AI Helps Scientists Pinpoint Where Groundwater is No Longer Safe in India

By merging geochemical insights with artificial intelligence (AI), researchers have uncovered critical contamination across Kasganj’s groundwater and identified a powerful data-driven tool to forecast and manage water safety.

Cold spring water gushing from the mountain.

Study: Integrated groundwater quality assessment using geochemical modeling and machine learning approach in Northern India. Image Credit: Basico/Shutterstock.com

In an article published in the Scientific Reports journal (a Nature Portfolio publication), researchers assessed groundwater quality in Kasganj, India, for drinking and irrigation. They found significant contamination, with many samples exceeding safe limits for total dissolved solids (TDS) and fluoride.

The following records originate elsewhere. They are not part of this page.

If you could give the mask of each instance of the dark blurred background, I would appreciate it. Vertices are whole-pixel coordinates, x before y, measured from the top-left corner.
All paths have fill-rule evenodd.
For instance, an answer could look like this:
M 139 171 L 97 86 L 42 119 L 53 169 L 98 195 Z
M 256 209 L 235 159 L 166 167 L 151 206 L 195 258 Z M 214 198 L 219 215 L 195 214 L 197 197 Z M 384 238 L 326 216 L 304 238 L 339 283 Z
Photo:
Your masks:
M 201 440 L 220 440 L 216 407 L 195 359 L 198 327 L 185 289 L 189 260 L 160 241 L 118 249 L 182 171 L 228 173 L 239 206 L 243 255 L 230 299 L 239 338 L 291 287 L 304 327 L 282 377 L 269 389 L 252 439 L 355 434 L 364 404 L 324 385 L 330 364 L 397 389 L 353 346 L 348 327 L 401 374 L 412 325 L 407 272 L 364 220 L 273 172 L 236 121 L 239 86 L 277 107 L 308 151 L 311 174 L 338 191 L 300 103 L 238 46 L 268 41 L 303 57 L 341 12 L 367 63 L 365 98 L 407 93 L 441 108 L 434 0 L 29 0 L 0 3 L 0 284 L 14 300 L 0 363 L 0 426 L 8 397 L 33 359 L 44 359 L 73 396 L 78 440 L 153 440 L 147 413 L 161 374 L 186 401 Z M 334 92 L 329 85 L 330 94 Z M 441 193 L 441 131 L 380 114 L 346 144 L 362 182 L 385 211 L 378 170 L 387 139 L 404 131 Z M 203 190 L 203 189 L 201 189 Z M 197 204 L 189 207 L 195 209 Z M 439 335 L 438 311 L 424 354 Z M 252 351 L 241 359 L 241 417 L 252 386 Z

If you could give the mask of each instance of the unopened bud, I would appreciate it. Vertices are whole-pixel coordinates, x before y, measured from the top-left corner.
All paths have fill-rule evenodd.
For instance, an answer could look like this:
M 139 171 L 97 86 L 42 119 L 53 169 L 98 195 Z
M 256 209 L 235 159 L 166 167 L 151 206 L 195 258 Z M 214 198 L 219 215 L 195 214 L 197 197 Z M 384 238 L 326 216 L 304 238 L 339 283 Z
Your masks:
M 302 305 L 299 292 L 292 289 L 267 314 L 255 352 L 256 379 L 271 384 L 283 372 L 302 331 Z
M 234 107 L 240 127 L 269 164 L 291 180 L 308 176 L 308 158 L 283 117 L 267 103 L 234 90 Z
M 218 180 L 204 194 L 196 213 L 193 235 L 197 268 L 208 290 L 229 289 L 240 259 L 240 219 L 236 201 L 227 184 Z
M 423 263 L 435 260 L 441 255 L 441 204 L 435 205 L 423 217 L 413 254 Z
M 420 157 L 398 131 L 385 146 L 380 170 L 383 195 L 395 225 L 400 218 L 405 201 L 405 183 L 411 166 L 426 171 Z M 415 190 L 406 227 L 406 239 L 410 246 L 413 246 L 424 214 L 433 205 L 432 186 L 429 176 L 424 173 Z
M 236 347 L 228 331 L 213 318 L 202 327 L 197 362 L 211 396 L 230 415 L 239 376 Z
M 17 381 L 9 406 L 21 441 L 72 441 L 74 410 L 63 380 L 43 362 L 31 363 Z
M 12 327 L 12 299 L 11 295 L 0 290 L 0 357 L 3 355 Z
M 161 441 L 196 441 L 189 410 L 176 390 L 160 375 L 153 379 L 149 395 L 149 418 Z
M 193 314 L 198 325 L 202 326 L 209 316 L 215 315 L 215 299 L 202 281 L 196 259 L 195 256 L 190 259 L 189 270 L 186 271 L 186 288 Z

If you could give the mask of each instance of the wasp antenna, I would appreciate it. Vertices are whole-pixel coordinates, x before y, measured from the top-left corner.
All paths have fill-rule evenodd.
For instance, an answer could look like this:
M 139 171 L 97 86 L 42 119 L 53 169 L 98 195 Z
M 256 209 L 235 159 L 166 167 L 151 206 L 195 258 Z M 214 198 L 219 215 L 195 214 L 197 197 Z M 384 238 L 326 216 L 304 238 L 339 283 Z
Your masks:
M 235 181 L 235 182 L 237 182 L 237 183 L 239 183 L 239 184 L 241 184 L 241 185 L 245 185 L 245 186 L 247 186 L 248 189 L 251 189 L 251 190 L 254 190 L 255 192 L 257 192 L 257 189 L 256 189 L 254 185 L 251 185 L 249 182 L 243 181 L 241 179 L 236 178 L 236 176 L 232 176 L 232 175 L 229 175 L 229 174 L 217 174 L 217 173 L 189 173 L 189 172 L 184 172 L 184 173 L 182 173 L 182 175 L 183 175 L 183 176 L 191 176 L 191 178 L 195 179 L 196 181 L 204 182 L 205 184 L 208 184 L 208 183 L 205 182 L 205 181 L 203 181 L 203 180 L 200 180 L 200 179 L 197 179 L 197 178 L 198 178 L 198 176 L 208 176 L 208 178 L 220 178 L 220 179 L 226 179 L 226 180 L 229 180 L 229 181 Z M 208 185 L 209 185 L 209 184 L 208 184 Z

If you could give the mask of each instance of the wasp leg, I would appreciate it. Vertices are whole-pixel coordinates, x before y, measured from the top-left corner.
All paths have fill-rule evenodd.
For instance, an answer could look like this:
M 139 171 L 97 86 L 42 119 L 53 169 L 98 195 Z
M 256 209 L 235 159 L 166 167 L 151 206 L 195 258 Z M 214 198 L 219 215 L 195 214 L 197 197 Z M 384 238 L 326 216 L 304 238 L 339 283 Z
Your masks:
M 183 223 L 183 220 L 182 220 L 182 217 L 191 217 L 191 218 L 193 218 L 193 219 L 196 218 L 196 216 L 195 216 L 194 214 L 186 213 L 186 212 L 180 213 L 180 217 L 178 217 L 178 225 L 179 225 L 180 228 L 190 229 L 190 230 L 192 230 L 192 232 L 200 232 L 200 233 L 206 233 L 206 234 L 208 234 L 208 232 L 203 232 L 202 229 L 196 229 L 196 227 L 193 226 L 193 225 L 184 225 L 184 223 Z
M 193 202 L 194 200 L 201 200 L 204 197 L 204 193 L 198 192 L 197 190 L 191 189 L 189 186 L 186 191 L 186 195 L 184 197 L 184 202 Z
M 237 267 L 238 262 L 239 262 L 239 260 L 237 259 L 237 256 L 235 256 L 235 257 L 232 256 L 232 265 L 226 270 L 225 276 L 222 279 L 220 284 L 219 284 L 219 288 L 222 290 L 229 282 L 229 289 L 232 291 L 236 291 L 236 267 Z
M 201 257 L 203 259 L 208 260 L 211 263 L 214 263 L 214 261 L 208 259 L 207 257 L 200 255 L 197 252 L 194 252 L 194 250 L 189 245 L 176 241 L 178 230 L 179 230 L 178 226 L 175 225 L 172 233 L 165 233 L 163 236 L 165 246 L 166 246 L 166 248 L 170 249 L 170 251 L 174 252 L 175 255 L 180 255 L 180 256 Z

The study uniquely employed water quality indexing (WQI), geochemical analysis, and machine learning (ML) models, identifying random forest (RF) as the best predictor.

Groundwater Under Growing Pressure

Groundwater is a critical global resource, especially in arid and semi-arid regions, where it is the primary source of drinking and irrigation water. However, rapid urbanization, industrialization, and population growth have led to its widespread contamination, posing severe risks to human health and agriculture.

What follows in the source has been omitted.